The pacing sleepless halted and raised his voice, “Shuguang Zhang Zhang told us, ‘We have had the Stone Age, the Bronze Age, and the plastic age. The future is the designed materials age.’”

The gallerist nodded toward the sleepless and smiled at us, “Mr. Afronzo, have you met Ian Berry?”

Cager shook his head and faced the sleepless man and stuck out his hand, “No, that’s why I’m here.”

A wave of twitches, Rose’s doctor called them fasciculations, ran over the man’s body.
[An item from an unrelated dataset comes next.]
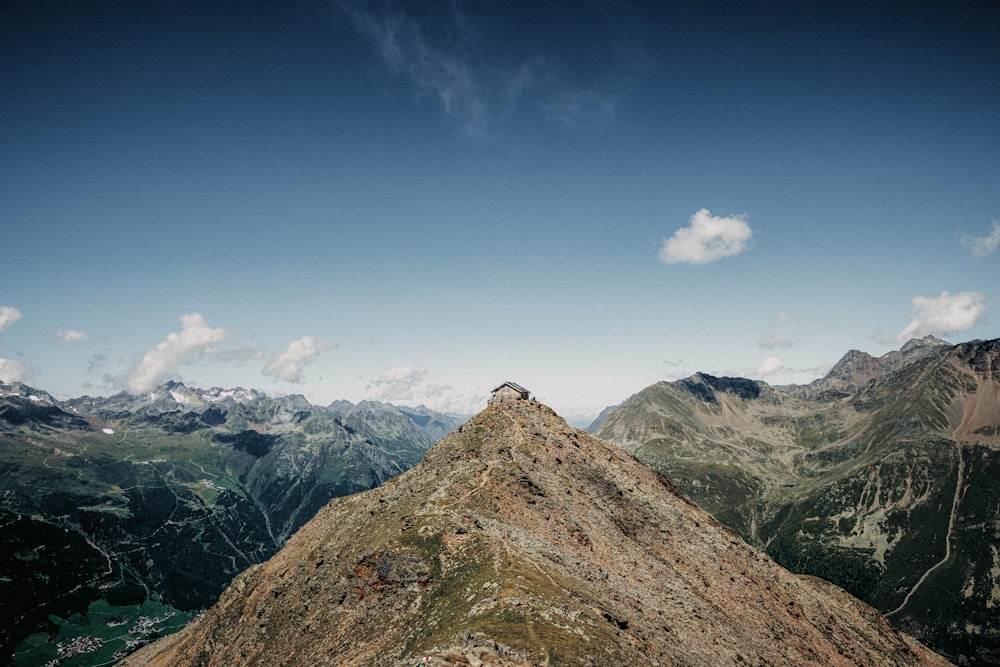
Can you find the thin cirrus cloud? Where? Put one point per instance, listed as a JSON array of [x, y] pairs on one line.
[[398, 384], [774, 342], [444, 64], [194, 341], [707, 238], [943, 314], [981, 246], [8, 315], [11, 370], [289, 364]]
He stuck out his own hand, but it waved from side to side. Cager took it in both of his and held it steady. “Thank you,” he said.

“Thank you for showing me something new.”

Either the man pulled his hand free or it jerked free of its own will, I couldn’t tell which. Just like I couldn’t tell if the expression on the man’s face was true disgust or if it was the result of his musculature run out of control.

Cager turned to me and gestured at the man and smiled and said, “Haas, meet the artist.” Ian Berry offered me his jerking hand, and I took it. His eyelids kept fluttering. He said to me, “Don’t be afraid, it’s just the suffering.”

I pulled my hand back, but he didn’t let go. He asked me, “How long has it been?” I shook my head. He asked me, “How long have you been sleepless?” I shook my head again. He let go of my hand and started pacing again and said, “There’s nothing to be afraid of. It’s just the suffering. It’s just the future coming.”